The First Paper
For your first paper assignment you will submit a typed, titled, page numbered, double-spaced essay using one of the prompts below. Your essay will attempt to illustrate a researched thesis. If you are having trouble, please see me after class, during office hours, or send me an email to my email address. Please include a works cited page. There is no need to include a cover page.
You should not attempt to cover everything in this essay; rather, one major aspect of the works should be the focus.
Your paper must conform to the sample paper on page 331 of The DK Handbook. The paper will have an introductory paragraph with a thesis, body of essay, and conclusion. This should be at least 1,250 words NOT including the works cited. Please try not to go over 1,500 words. Your paper will be written according to MLA 7 documentation.
For this paper, you are required to cite from at least three credible secondary source.
You will focus in on a topic that is narrow enough to fit into the length requirement, but also fulfills the requirement that your paper be scholarly in nature. Please consider the themes we have discussed in class and points that students have brought up during our discussions.
If you are submitting a rough draft, please send it to my email by the Monday before the paper is due. Please name this file: s12_lit218300_yourlastnamelowercase_paper1RD
The final draft of the term paper will be due at 11:59pm on Friday March 16th. Please title your final draft file: s12_lit218300_yourlastnamelowercase_paper1
Topics
- How does the additional sexualization of the characters affect the adaptation of The Odyssey and/or Dracula? Write a paper where you engage with how additionally sexualizing various characters (two or three?) affect how the text is interpreted via the adaptation.
- Various characters are emphasised or demphasised throughout the adaptation of Dracula and The Odyssey. Write a paper which discusses at least two of these characters and discuss how the emphasis, or lack thereof, affects how the text is interpreted via the adaptation.
- Pick at least two scenes and compare their effectiveness in the poem and film. My advice is to especially focus on ones that affect the plot. You could focus on a variety of issues, but in class we focused on family issues (Menelaus/Helen, Agamemnon, Penelope/Odysseus). How does the removal or editing of these scenes affect how the poem is adapted to the screen? This topic can also apply to Dracula.
- Talk about the role of surveillance in the adaptation of Hamlet. Spying is definitely in the original play, but it is portrayed rather differently in the adaptation. How is this different? What does that change? Make sure you also discuss Hamlet's awareness of the cameras.
- How does keeping the language in Hamlet mostly the same affect your understanding of the text after viewing this adaptation? The language doesn't match the setting, but it connects you directly to the story.

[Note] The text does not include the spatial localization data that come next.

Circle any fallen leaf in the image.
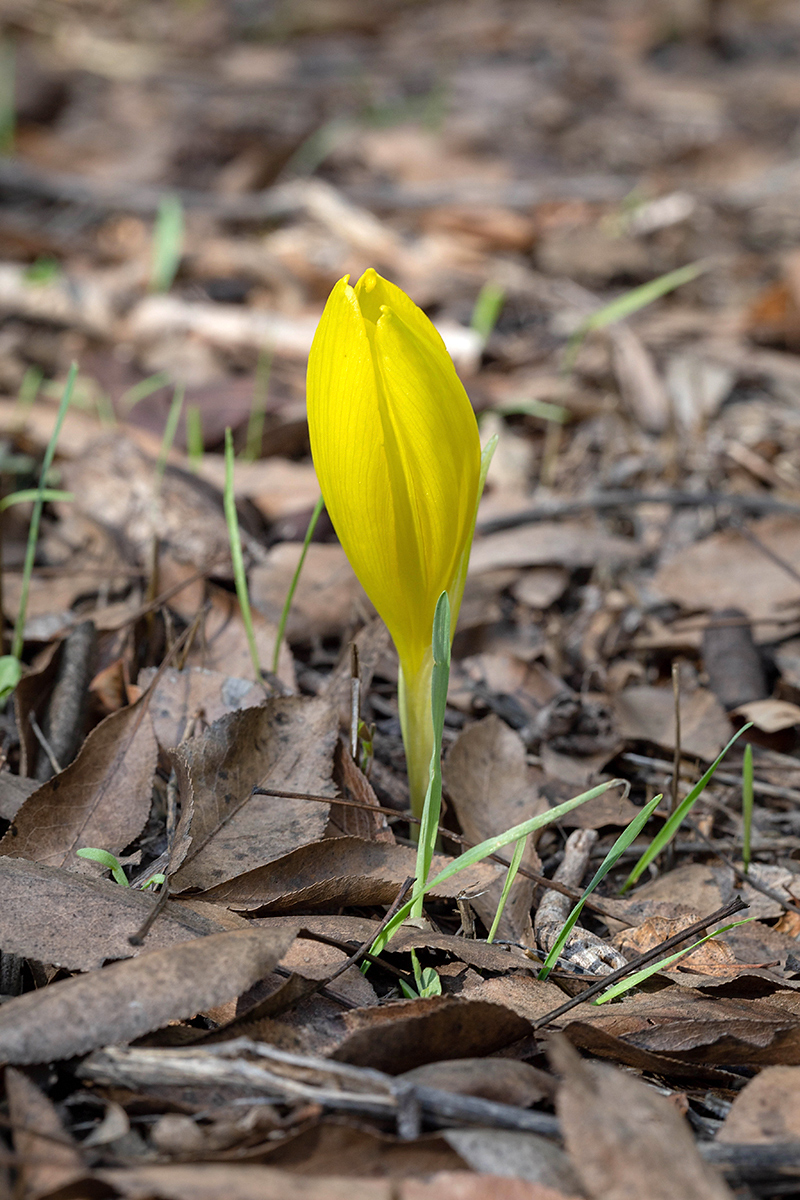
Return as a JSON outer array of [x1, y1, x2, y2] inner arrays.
[[0, 695, 158, 870], [0, 856, 245, 971], [332, 996, 531, 1073], [550, 1033, 734, 1199], [200, 837, 499, 912], [733, 697, 800, 733], [171, 697, 337, 892], [399, 1058, 555, 1107], [717, 1065, 800, 1143], [178, 582, 296, 688], [613, 684, 731, 758], [0, 926, 297, 1063], [98, 1165, 392, 1200], [250, 543, 373, 642], [443, 715, 545, 942], [329, 739, 393, 842], [469, 521, 640, 574], [404, 1172, 580, 1200], [439, 1130, 580, 1197], [6, 1067, 86, 1200], [142, 666, 264, 750]]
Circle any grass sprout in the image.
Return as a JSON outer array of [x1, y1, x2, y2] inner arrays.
[[77, 847, 165, 890], [120, 371, 171, 414], [243, 349, 271, 462], [149, 194, 184, 293], [370, 777, 626, 959], [411, 591, 451, 919], [185, 404, 204, 472], [271, 494, 324, 674], [487, 832, 528, 943], [742, 742, 754, 874], [0, 37, 15, 155], [155, 384, 185, 487], [224, 427, 263, 686], [593, 917, 756, 1005], [621, 724, 751, 892], [470, 282, 505, 344], [537, 792, 664, 980]]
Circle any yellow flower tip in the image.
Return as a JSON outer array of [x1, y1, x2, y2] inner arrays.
[[307, 268, 481, 680]]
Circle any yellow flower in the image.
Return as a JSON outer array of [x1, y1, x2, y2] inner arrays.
[[307, 268, 482, 814]]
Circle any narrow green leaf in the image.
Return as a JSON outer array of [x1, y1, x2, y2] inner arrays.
[[621, 725, 751, 892], [742, 742, 754, 875], [0, 489, 73, 513], [487, 832, 527, 943], [538, 792, 663, 979], [271, 494, 325, 674], [76, 847, 129, 887], [411, 590, 450, 920], [224, 428, 263, 686], [150, 194, 184, 293], [470, 282, 505, 343], [155, 384, 185, 487], [0, 656, 22, 702]]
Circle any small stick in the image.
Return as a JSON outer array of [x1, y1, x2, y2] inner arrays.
[[350, 642, 361, 762], [663, 659, 681, 873]]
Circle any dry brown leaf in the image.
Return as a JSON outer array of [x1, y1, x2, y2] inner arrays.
[[0, 857, 245, 971], [99, 1165, 392, 1200], [0, 695, 157, 870], [613, 913, 739, 974], [179, 582, 296, 688], [717, 1065, 800, 1143], [550, 1034, 734, 1199], [329, 739, 393, 842], [0, 926, 297, 1064], [612, 684, 731, 759], [331, 996, 530, 1073], [399, 1058, 555, 1107], [142, 666, 264, 750], [733, 697, 800, 732], [469, 521, 640, 574], [652, 515, 800, 636], [6, 1067, 87, 1200], [439, 1130, 581, 1198], [200, 837, 499, 912], [443, 715, 545, 943], [403, 1174, 580, 1200], [0, 774, 37, 822], [170, 697, 337, 892], [250, 543, 373, 642]]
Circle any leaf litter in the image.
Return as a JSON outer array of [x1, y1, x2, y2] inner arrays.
[[8, 3, 800, 1198]]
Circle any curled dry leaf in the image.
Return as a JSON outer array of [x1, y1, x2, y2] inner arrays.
[[170, 697, 337, 892], [0, 695, 158, 870], [550, 1033, 734, 1200], [0, 857, 244, 971], [200, 836, 500, 912], [0, 926, 297, 1064], [331, 996, 531, 1073], [443, 714, 545, 943]]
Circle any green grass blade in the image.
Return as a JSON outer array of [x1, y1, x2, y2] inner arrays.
[[471, 282, 505, 344], [149, 194, 184, 293], [185, 405, 203, 472], [563, 260, 709, 372], [17, 365, 43, 410], [621, 724, 752, 892], [0, 37, 15, 155], [411, 591, 451, 920], [538, 792, 663, 980], [487, 832, 527, 943], [271, 494, 325, 674], [742, 742, 754, 875], [371, 777, 625, 957], [593, 917, 756, 1005], [243, 349, 271, 462], [494, 399, 570, 423], [76, 847, 129, 887], [224, 428, 263, 686], [12, 364, 77, 661], [119, 371, 171, 414], [0, 489, 73, 513], [155, 384, 185, 487]]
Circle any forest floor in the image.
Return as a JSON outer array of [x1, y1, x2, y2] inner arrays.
[[5, 1, 800, 1197]]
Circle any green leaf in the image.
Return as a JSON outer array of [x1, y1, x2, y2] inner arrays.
[[149, 193, 184, 293], [411, 590, 451, 919], [0, 656, 22, 702], [621, 725, 751, 891], [224, 428, 263, 687], [0, 488, 74, 513], [538, 792, 663, 979], [76, 847, 129, 887], [487, 831, 527, 944], [271, 494, 325, 674]]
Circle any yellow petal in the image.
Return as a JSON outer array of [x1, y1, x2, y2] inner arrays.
[[307, 270, 480, 676]]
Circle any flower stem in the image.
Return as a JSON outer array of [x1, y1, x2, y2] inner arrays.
[[398, 652, 434, 822]]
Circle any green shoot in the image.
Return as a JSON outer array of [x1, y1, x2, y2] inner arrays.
[[24, 256, 61, 287], [470, 282, 505, 344], [401, 957, 443, 999], [77, 847, 129, 887], [271, 493, 325, 673], [563, 259, 709, 372], [742, 742, 754, 875], [0, 489, 72, 513], [243, 349, 272, 462], [621, 725, 752, 892], [9, 365, 76, 667], [370, 777, 625, 958], [17, 366, 43, 410], [0, 37, 15, 155], [411, 591, 451, 920], [142, 872, 166, 890], [487, 832, 527, 943], [281, 116, 351, 178], [185, 404, 204, 472], [494, 398, 570, 424], [149, 194, 184, 293], [538, 792, 664, 980], [224, 428, 263, 686], [593, 917, 756, 1005], [155, 384, 185, 487], [119, 371, 171, 414]]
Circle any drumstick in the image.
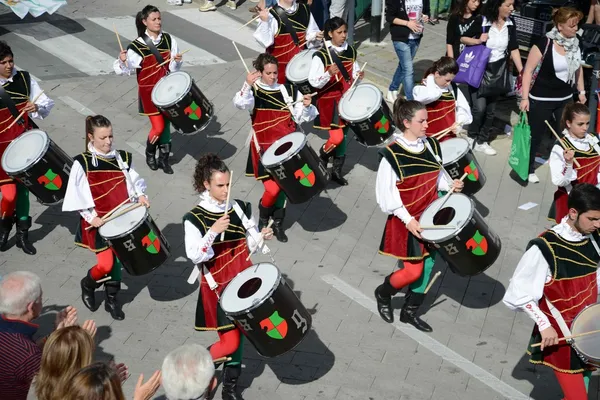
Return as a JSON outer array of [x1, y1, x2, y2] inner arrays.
[[213, 356, 233, 364], [102, 198, 133, 221], [545, 120, 581, 168], [420, 225, 457, 229], [347, 62, 368, 102], [220, 171, 233, 241], [435, 172, 469, 213], [324, 43, 340, 83], [432, 122, 460, 139], [238, 8, 272, 30], [113, 23, 123, 52], [423, 271, 442, 294], [279, 92, 318, 110], [96, 276, 112, 284], [232, 41, 259, 91], [530, 328, 600, 348], [154, 49, 191, 69], [4, 90, 45, 132], [85, 203, 143, 231], [246, 219, 274, 261]]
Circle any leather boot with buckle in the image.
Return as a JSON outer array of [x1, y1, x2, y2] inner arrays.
[[0, 215, 14, 252], [15, 217, 36, 255], [145, 139, 158, 170], [272, 207, 288, 243], [104, 281, 125, 320], [157, 143, 174, 174], [374, 275, 398, 323], [400, 289, 433, 332], [222, 365, 244, 400]]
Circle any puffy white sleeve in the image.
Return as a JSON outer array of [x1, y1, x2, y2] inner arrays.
[[308, 56, 331, 89], [502, 245, 552, 330], [375, 157, 413, 224], [233, 82, 255, 111], [62, 160, 97, 222], [113, 48, 142, 76], [184, 221, 217, 264], [304, 13, 321, 48], [127, 161, 147, 198], [549, 144, 576, 187], [436, 169, 452, 192], [244, 210, 264, 254], [455, 88, 472, 126], [352, 59, 361, 80], [413, 83, 442, 105], [292, 90, 318, 123], [254, 15, 278, 48], [169, 36, 183, 72], [28, 77, 54, 120]]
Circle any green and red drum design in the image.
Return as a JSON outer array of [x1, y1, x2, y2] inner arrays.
[[440, 138, 486, 196]]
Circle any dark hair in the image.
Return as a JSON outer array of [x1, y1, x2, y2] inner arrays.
[[193, 153, 229, 193], [135, 5, 160, 38], [63, 362, 125, 400], [482, 0, 509, 23], [0, 41, 13, 62], [560, 103, 590, 131], [424, 57, 459, 79], [392, 98, 426, 131], [451, 0, 481, 18], [252, 53, 278, 72], [323, 17, 348, 40], [568, 183, 600, 215], [85, 115, 112, 151]]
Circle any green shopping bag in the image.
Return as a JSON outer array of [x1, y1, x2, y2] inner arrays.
[[509, 112, 531, 181]]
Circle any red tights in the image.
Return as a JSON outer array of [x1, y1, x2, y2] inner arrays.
[[0, 184, 16, 217], [148, 115, 165, 143], [554, 371, 587, 400], [261, 179, 281, 208], [209, 329, 240, 360], [389, 260, 424, 289], [89, 250, 114, 280], [323, 128, 344, 153]]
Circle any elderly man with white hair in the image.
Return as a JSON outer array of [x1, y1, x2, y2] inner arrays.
[[162, 344, 217, 400], [0, 271, 78, 400]]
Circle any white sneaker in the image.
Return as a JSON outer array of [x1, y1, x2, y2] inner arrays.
[[465, 137, 475, 149], [226, 0, 237, 8], [528, 173, 540, 183], [167, 0, 183, 5], [198, 0, 217, 11], [386, 90, 398, 103], [474, 142, 497, 156], [183, 0, 192, 2]]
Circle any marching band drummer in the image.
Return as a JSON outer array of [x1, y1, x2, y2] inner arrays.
[[413, 57, 472, 143], [308, 17, 362, 186], [548, 103, 600, 223], [0, 40, 54, 256], [503, 183, 600, 400], [62, 115, 150, 321], [254, 0, 323, 84], [374, 99, 463, 332], [183, 153, 274, 400], [113, 4, 183, 175], [234, 53, 318, 243]]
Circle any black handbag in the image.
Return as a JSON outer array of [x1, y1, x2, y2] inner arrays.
[[477, 56, 511, 98]]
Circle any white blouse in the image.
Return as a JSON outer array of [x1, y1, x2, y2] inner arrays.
[[412, 74, 473, 127], [483, 18, 512, 63], [375, 132, 452, 225], [553, 47, 569, 83], [113, 30, 183, 76], [548, 131, 600, 190], [0, 69, 54, 120], [307, 41, 360, 89]]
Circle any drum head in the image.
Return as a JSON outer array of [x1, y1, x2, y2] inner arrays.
[[571, 303, 600, 360], [151, 71, 192, 107], [441, 138, 469, 165], [419, 193, 473, 242], [286, 49, 316, 83], [338, 83, 382, 122], [261, 132, 306, 168], [2, 129, 49, 174], [98, 203, 147, 239], [220, 262, 281, 315]]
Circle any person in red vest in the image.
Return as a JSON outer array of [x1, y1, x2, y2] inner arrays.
[[504, 183, 600, 400]]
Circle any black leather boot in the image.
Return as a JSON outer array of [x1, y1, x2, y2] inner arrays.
[[145, 139, 158, 171], [104, 281, 125, 320], [81, 270, 101, 311], [374, 275, 398, 323], [157, 143, 174, 175], [0, 215, 14, 252], [258, 202, 274, 230], [319, 145, 332, 166], [222, 365, 244, 400], [331, 155, 348, 186], [272, 207, 288, 243], [400, 289, 432, 332], [15, 217, 36, 255]]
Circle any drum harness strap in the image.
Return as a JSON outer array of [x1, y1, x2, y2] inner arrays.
[[327, 47, 351, 83], [279, 85, 303, 132], [0, 82, 25, 127], [115, 152, 143, 200], [142, 34, 167, 71], [275, 6, 300, 47], [423, 139, 454, 184]]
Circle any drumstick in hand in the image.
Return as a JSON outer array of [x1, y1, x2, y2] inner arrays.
[[113, 23, 123, 52], [238, 8, 272, 30], [246, 219, 274, 261], [324, 44, 340, 83], [530, 328, 600, 348], [279, 92, 318, 110], [347, 62, 368, 101], [220, 171, 233, 241], [85, 203, 143, 231], [4, 90, 45, 133], [435, 172, 468, 212], [545, 120, 581, 167], [232, 41, 259, 91]]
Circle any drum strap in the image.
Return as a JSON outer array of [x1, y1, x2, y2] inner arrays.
[[115, 152, 141, 199], [142, 34, 166, 65], [0, 84, 24, 126], [545, 297, 573, 340], [275, 6, 299, 46], [279, 85, 302, 131], [231, 201, 271, 255], [328, 48, 351, 83], [423, 139, 453, 183]]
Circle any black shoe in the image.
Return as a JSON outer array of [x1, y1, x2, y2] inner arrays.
[[145, 139, 158, 171], [81, 270, 101, 311], [222, 365, 244, 400], [272, 207, 288, 243], [399, 290, 432, 332], [0, 215, 14, 252], [258, 202, 275, 231], [331, 155, 348, 186], [157, 143, 174, 174], [104, 281, 125, 320], [375, 276, 399, 323], [15, 217, 36, 255]]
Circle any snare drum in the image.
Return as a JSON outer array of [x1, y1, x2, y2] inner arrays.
[[261, 132, 328, 204], [419, 193, 501, 276], [1, 129, 73, 205], [338, 83, 394, 147], [220, 262, 312, 358], [570, 303, 600, 367], [285, 49, 316, 95], [98, 204, 170, 276], [440, 138, 486, 196], [151, 71, 213, 135]]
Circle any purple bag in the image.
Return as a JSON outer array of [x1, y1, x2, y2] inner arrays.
[[454, 44, 492, 88]]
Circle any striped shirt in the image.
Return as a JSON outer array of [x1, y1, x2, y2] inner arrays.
[[0, 316, 42, 400]]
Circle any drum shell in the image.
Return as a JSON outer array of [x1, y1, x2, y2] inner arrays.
[[290, 80, 314, 96], [5, 137, 73, 205], [570, 303, 600, 367], [102, 214, 171, 276], [224, 277, 312, 358], [344, 97, 395, 147], [156, 80, 214, 135], [442, 147, 486, 196]]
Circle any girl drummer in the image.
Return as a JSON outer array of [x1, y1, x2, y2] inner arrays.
[[374, 98, 463, 331], [113, 4, 183, 175], [62, 115, 150, 321], [413, 57, 472, 143], [233, 53, 317, 243], [183, 153, 273, 400], [548, 103, 600, 223], [308, 17, 363, 186]]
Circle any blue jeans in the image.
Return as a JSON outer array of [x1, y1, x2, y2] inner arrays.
[[389, 38, 421, 100]]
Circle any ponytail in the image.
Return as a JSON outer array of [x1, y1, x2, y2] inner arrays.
[[423, 56, 459, 79], [135, 5, 160, 38], [193, 153, 229, 193], [560, 103, 590, 131], [392, 98, 426, 131], [85, 115, 112, 151]]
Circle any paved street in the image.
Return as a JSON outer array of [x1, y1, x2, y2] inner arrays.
[[0, 1, 597, 399]]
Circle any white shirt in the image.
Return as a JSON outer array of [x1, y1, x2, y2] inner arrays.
[[412, 75, 473, 126], [503, 217, 600, 331], [113, 30, 183, 76], [375, 132, 451, 225], [0, 69, 54, 120], [483, 18, 512, 63], [405, 0, 424, 40], [553, 47, 569, 83], [253, 0, 321, 49], [307, 41, 360, 88], [548, 131, 600, 190], [184, 192, 263, 264]]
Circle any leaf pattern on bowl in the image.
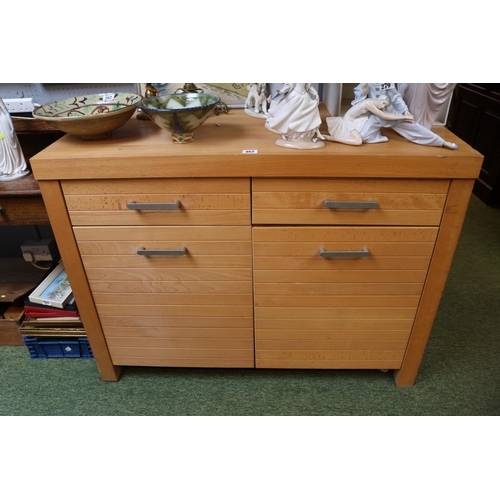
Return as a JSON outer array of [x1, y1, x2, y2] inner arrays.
[[35, 93, 142, 118]]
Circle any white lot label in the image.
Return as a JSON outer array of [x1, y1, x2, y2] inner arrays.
[[100, 93, 116, 102]]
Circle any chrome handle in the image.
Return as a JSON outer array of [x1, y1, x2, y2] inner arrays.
[[127, 200, 181, 210], [324, 198, 378, 209], [319, 247, 371, 258], [137, 246, 186, 256]]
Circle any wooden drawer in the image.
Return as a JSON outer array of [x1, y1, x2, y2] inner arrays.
[[73, 225, 254, 368], [0, 196, 48, 225], [252, 178, 449, 225], [253, 226, 438, 369], [62, 178, 250, 226], [0, 307, 25, 346]]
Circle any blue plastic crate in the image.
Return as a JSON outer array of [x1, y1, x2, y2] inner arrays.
[[23, 337, 93, 359]]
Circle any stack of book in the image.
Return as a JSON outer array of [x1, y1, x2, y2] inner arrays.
[[20, 297, 85, 338]]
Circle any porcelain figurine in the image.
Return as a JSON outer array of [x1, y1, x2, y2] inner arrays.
[[0, 97, 28, 182], [398, 83, 456, 129], [351, 83, 458, 149], [323, 96, 413, 145], [265, 83, 325, 149], [244, 83, 268, 118]]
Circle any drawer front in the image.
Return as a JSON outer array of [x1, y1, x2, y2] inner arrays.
[[74, 225, 254, 368], [63, 178, 250, 226], [0, 196, 48, 225], [253, 226, 438, 369], [252, 178, 449, 225]]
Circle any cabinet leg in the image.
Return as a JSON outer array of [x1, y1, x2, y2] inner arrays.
[[99, 365, 122, 382]]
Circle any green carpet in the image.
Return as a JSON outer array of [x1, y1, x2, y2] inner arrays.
[[1, 194, 499, 416]]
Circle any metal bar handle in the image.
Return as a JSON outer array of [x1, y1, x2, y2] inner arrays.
[[323, 198, 378, 209], [127, 200, 181, 210], [319, 247, 371, 258], [137, 246, 186, 256]]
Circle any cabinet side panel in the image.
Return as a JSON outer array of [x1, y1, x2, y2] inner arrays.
[[394, 179, 475, 386], [37, 180, 120, 381]]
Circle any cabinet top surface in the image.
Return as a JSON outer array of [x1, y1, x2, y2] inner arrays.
[[30, 108, 483, 180]]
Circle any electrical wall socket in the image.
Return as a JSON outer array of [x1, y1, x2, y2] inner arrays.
[[3, 98, 35, 114], [21, 239, 59, 262]]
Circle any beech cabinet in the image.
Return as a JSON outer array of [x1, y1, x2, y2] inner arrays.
[[30, 108, 483, 385]]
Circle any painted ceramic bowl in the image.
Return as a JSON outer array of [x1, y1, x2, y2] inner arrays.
[[32, 92, 142, 139], [138, 93, 221, 143]]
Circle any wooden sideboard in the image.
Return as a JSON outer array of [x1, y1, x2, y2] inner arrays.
[[0, 118, 63, 345], [0, 173, 48, 225], [0, 174, 49, 344], [0, 116, 63, 225], [447, 83, 500, 205], [30, 109, 483, 386]]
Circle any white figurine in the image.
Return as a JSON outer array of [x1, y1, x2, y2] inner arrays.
[[323, 96, 413, 145], [265, 83, 325, 149], [0, 97, 28, 182], [244, 83, 268, 118], [398, 83, 456, 129], [352, 83, 458, 149]]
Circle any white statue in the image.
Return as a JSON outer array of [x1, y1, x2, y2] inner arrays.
[[398, 83, 456, 129], [352, 83, 458, 150], [0, 97, 29, 182], [265, 83, 325, 149], [323, 96, 413, 145], [244, 83, 268, 118]]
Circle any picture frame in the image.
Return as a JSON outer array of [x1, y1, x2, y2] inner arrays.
[[29, 262, 73, 309], [150, 83, 250, 108]]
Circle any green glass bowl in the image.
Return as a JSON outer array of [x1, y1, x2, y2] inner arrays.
[[33, 92, 142, 139], [138, 93, 221, 143]]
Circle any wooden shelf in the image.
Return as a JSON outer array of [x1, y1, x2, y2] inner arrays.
[[0, 258, 48, 346]]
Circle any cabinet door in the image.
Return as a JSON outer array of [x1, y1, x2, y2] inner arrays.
[[253, 226, 438, 369], [74, 225, 254, 368]]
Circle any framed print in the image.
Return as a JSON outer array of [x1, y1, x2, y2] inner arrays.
[[29, 262, 74, 309], [151, 83, 249, 108]]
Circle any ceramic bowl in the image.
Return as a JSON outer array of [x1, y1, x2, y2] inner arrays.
[[32, 92, 142, 139], [137, 93, 221, 143]]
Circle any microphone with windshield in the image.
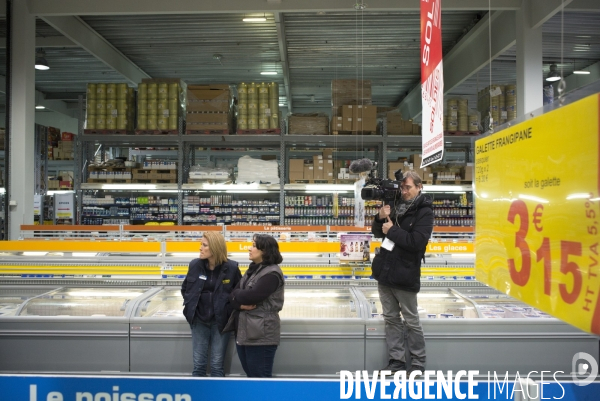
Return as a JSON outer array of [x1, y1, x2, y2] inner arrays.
[[349, 158, 374, 174]]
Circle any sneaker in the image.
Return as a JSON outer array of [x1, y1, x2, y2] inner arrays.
[[382, 359, 406, 373], [407, 366, 425, 377]]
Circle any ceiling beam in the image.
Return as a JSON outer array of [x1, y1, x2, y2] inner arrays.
[[29, 0, 522, 16], [398, 11, 517, 119], [566, 0, 600, 11], [0, 75, 76, 118], [273, 13, 292, 112], [0, 36, 77, 49], [529, 0, 573, 29], [41, 16, 150, 85]]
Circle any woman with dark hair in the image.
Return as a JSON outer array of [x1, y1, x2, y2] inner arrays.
[[223, 234, 285, 377]]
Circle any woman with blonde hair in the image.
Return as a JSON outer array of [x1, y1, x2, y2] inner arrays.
[[181, 231, 241, 376]]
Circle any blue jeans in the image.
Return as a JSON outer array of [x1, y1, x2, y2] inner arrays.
[[236, 343, 278, 377], [191, 317, 230, 377]]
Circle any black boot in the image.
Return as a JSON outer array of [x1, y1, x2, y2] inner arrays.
[[382, 359, 406, 373]]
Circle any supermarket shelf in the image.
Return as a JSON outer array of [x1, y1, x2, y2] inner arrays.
[[182, 183, 281, 191], [284, 135, 383, 146], [80, 135, 180, 146], [386, 135, 475, 147], [81, 183, 179, 190]]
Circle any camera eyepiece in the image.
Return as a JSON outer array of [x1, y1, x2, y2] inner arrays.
[[394, 169, 404, 181]]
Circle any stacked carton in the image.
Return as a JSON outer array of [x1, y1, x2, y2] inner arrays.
[[288, 149, 335, 183], [331, 80, 372, 108], [330, 80, 376, 134], [387, 154, 432, 183], [237, 82, 279, 130], [386, 112, 421, 135], [86, 83, 134, 131], [288, 113, 329, 135], [186, 84, 231, 132], [138, 78, 186, 131]]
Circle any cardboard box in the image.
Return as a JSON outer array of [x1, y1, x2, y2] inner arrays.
[[463, 164, 473, 181], [289, 159, 305, 172], [289, 171, 304, 181], [186, 113, 229, 124], [386, 112, 404, 134], [288, 114, 329, 135], [187, 85, 230, 113], [352, 105, 377, 132], [409, 154, 423, 169], [331, 116, 343, 132], [388, 162, 404, 180], [314, 164, 325, 179], [312, 155, 324, 166], [322, 148, 333, 160], [61, 132, 75, 141], [323, 159, 334, 173], [53, 148, 60, 159], [331, 80, 372, 108], [412, 124, 421, 135], [303, 164, 314, 180]]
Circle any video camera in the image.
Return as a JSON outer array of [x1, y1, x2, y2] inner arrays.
[[349, 158, 403, 202]]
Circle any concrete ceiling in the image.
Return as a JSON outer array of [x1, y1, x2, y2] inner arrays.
[[0, 1, 597, 119]]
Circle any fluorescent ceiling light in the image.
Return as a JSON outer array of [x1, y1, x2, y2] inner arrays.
[[518, 194, 549, 204], [23, 252, 48, 256], [260, 71, 278, 75], [148, 190, 179, 193], [47, 190, 75, 195], [305, 184, 355, 191], [573, 70, 591, 75], [102, 184, 157, 190], [305, 190, 349, 194], [226, 190, 268, 193], [243, 17, 267, 22], [423, 185, 468, 192], [203, 183, 260, 190], [0, 188, 5, 194], [35, 105, 46, 110], [279, 103, 284, 106]]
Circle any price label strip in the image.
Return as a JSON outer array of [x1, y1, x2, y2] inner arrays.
[[475, 93, 600, 335]]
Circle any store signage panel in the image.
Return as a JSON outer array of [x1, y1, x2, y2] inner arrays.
[[475, 93, 600, 335], [2, 374, 600, 401], [420, 0, 444, 167]]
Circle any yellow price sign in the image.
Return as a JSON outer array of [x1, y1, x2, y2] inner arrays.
[[475, 93, 600, 335]]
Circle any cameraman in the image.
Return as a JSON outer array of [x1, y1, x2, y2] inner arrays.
[[370, 170, 434, 375]]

- How does linearity "ruin" the suspense of the story? This paper topic works I think for either, or both, The Odyssey or Dracula. An important issue I think you need to deal with, as we discussed in class, is the difference between how a suspenseful novel or epic poem "reads" versus how a film presents it.
- As discussed in class: What is the difference between watching a film in one "helping" versus a long, drawn out, novel, play, or epic poem, that likely requires multiple sittings to read and understand? Feel free to engage with any of the three texts so far.
- Are Hamlet/Ophelia really insane or are they a product of their environment? Make sure you discuss both the play and the adaptation’s take on this. What does the film do differently than the play that affects your close reading and/or understanding of the story?